Le plan Logement d’abord a pour ambition de réduire significativement le sans-abrisme en privilégiant l’accès direct à un logement pour les personnes en grande précarité.
Le Logement d’abord repose sur plusieurs grands principes considérant le logement comme un droit de l’homme, la nécessité d’un accompagnement global sans coercition, avec l’adhésion des personnes. Dans la philosophie du Logement d’abord, l’accompagnement est décorrélé du logement et on ne présuppose plus de la « capacité à habiter » d’une personne.
Cofinancé par l’Etat et la collectivité, le plan Logement d’abord permet une réponse innovante pour l’accès au logement des personnes en grande précarité dans un contexte de saturation des dispositifs d’hébergement et de fortes tensions sur le logement social.
S’inscrivant dans un cadre national, chaque territoire de mise en œuvre accélérée du Logement d’abord décline des actions mobilisant de nombreux partenaires institutionnels, associatifs, bailleurs, etc.
Pour la mise en œuvre locale du second plan Logement d’abord (2023-2027), Montpellier Méditerranée Métropole et la DDETS ont défini 5 grandes orientations :
Convaincue qu’il faut connaître pour pouvoir agir, La Métropole souhaite pouvoir mieux documenter la situation de sans-abrisme sur son territoire, comprenant les personnes à la rue, en squat et en bidonville. 
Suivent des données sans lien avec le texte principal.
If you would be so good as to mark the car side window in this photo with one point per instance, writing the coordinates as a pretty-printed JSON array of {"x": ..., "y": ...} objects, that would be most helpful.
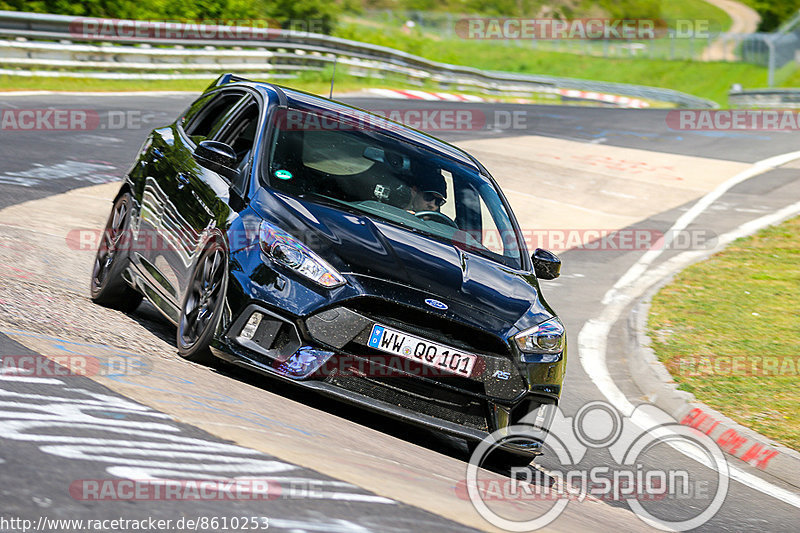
[
  {"x": 207, "y": 113},
  {"x": 240, "y": 133}
]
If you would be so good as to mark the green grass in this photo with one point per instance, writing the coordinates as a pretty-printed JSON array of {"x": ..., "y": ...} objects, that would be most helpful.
[
  {"x": 710, "y": 80},
  {"x": 743, "y": 302},
  {"x": 694, "y": 10}
]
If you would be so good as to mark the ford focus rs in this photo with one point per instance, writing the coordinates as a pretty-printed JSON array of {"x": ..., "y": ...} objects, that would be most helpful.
[{"x": 319, "y": 244}]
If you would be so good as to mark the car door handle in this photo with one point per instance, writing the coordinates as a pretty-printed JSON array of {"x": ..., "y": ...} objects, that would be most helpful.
[{"x": 183, "y": 180}]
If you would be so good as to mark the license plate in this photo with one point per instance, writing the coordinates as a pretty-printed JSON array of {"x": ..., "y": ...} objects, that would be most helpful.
[{"x": 425, "y": 352}]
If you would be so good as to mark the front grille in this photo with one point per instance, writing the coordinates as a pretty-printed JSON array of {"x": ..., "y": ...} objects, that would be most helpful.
[
  {"x": 420, "y": 397},
  {"x": 431, "y": 326}
]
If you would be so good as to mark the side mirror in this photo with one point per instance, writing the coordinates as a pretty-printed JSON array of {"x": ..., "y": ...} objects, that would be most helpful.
[
  {"x": 218, "y": 157},
  {"x": 546, "y": 264}
]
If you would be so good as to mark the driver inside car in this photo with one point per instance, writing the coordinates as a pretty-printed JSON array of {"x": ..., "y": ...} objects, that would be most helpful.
[{"x": 429, "y": 193}]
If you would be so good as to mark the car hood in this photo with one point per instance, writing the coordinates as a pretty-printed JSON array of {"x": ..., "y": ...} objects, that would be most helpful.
[{"x": 363, "y": 246}]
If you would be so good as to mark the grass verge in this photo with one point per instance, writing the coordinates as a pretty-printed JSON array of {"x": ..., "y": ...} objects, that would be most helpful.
[{"x": 728, "y": 329}]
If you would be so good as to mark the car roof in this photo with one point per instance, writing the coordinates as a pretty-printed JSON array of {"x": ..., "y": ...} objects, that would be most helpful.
[{"x": 297, "y": 99}]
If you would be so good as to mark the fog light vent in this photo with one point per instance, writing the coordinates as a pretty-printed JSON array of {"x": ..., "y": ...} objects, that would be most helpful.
[{"x": 249, "y": 329}]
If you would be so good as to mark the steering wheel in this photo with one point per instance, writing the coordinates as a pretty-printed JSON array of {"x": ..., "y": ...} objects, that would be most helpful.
[{"x": 436, "y": 216}]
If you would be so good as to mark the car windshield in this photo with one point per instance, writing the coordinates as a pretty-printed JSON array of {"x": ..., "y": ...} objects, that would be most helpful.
[{"x": 353, "y": 165}]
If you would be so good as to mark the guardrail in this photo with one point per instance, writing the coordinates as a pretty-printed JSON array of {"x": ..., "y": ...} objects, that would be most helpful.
[
  {"x": 778, "y": 98},
  {"x": 51, "y": 42}
]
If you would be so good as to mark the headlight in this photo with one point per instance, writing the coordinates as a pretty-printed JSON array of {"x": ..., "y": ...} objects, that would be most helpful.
[
  {"x": 289, "y": 252},
  {"x": 543, "y": 343}
]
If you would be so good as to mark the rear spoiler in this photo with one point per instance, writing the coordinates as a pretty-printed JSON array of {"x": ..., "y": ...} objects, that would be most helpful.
[{"x": 225, "y": 79}]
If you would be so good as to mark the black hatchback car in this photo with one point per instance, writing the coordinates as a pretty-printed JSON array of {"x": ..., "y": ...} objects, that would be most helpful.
[{"x": 317, "y": 243}]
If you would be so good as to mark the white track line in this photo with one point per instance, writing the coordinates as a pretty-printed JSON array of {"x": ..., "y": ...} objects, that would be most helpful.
[{"x": 593, "y": 337}]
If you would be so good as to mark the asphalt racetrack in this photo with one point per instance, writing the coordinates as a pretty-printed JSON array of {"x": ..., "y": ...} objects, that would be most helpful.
[{"x": 67, "y": 442}]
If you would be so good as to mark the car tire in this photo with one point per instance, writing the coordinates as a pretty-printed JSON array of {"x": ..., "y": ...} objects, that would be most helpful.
[
  {"x": 202, "y": 305},
  {"x": 108, "y": 287}
]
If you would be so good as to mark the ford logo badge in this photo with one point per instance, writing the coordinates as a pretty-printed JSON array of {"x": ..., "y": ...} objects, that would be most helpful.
[{"x": 436, "y": 304}]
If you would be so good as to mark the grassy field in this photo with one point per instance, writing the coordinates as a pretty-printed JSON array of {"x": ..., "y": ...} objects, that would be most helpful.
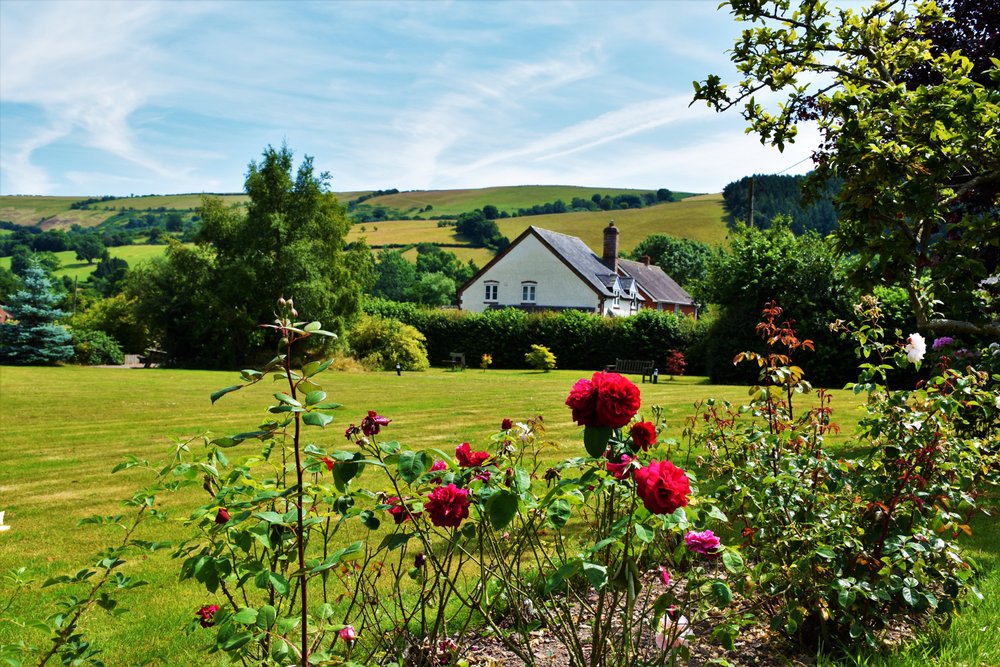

Dans la suite du travail de préfiguration, l’ambition pour ce second plan Logement d’abord est notamment la mise en œuvre d’un observatoire local du sans-abrisme.
Ambitieuse, la programmation de logements très sociaux de la Métropole, attributaire des aides à la pierre, sera mise au service du second plan Logement d’abord. L’objectif fixé d’ici 2027 est notamment de financer 11 nouvelles résidences sociales réparties sur le territoire métropolitain ainsi que de doubler le nombre d’opérations en maîtrise d’ouvrage d’insertion.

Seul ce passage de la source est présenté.